Criticism as Entertainment

Link post

ETA: This post relies on video embeds that didn’t carry over when LW imported it. For the full experience, see here.

Media Reviews

There is a popular genre of video that consist of shitting on other people’s work without any generative content. Let me provide some examples.

First, Cinema Sins. This is the first video I selected when looking for a movie I’d seen with a Cinema Sins I hadn’t (i.e. it’s not random, but it wasn’t selected for being particularly good or bad).

The first ten sins are:

  1. Use of a consistent brand for props in the movie they’d have to have anyway, unobtrusively enough that I never noticed until Cinema Sins pointed it out.

  2. A character being mildly unreasonable to provoke exposition.

  3. The logo

  4. Exposition that wasn’t perfectly justified in-story

  5. A convenience about what was shown on screen

  6. A font choice (from an entity that in-universe would plausibly make bad font choices)

  7. An omission that will nag at you if you think about it long enough or expect the MCU to be a completely different thing, with some information about why it happened.

  8. In-character choices that would be concerning in the real world and I would argue are treated appropriately by the movie, although reasonable people could disagree

  9. Error by character that was extremely obviously intentional on the part of the film makers. There is no reasonable disagreement on this point.

  10. An error perfectly in keeping with what we know about the character.

Of those, three to four could even plausibly be called sins of the movie- and if those bother you, maybe the MCU is not for you. The rest are deliberate choices by filmmakers to have characters do imperfect things. Everyone gets to draw their own line on characters being dumb- mine is after this movie but before 90s sitcoms running on miscommunication- but that’s irrelevant to this post because Cinema Sins is not helping you determine where a particular movie is relative to your line. Every video makes the movie sound exactly as bad as the last, regardless of the quality of the underlying movie. It’s like they analyze the dialogue sentence by sentence and look to see if there’s anything that could be criticized about it.
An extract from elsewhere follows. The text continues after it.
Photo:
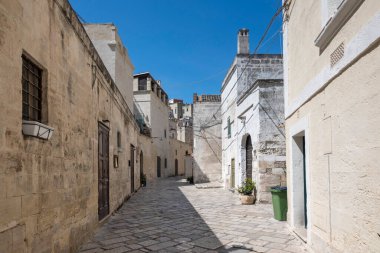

Pitch Meeting is roughly as useful, but instead of reacting to sentences, it’s reading the plot summary in a sarcastic tone of voice.

Pitch Meeting is at least bringing up actual problems with Game of Thrones season 8. But I dare you to tell if early Game of Thrones was better or worse than season 8, based on the Pitch Meeting.

I keep harping on “You can’t judge movie quality by the review”, but I don’t actually think that’s the biggest problem. Or rather, it’s a subset of the problem, which is you don’t learn anything from the review: not whether the reviewer considered the movie “good” or not, and not what could be changed to do make it better. Contrast with Zero Punctuation, a video game review series notorious for being criticism-as-entertainment, that nonetheless occasionally likes things, and at least once per episode displays a deep understanding of the problems of a game and what might be done to fix it.

Why Are You Talking About This?

It’s really, really easy to make something look bad, and the short-term rewards to doing so are high. You never risk looking stupid or having to issue a correction. It’s easier to make criticism funny. You get to feel superior. Not to mention the sheer joy in punishing bad things. But it’s corrosive. I’ve already covered (harped on) how useless shitting-on videos are for learning or improvement, but it goes deeper than that. Going in with those intentions changes how you watch the movie. It makes flaws more salient and good parts less so. You become literally less able to enjoy or learn from the original work.

Maybe this isn’t universal, but for me there is definitely a trade off between “groking the author’s concepts” and “interrogating the author’s concepts and evidence”. Groking is a good word here: it mostly means understand, but includes playing with the idea and applying it what I know. That’s very difficult to do while simultaneously looking for flaws.

Should it be, though? Generating testable hypotheses should lead to greater understanding and trust or less trust, depending on the correctness of the book. So at least one of my investigation or groking procedures are wrong.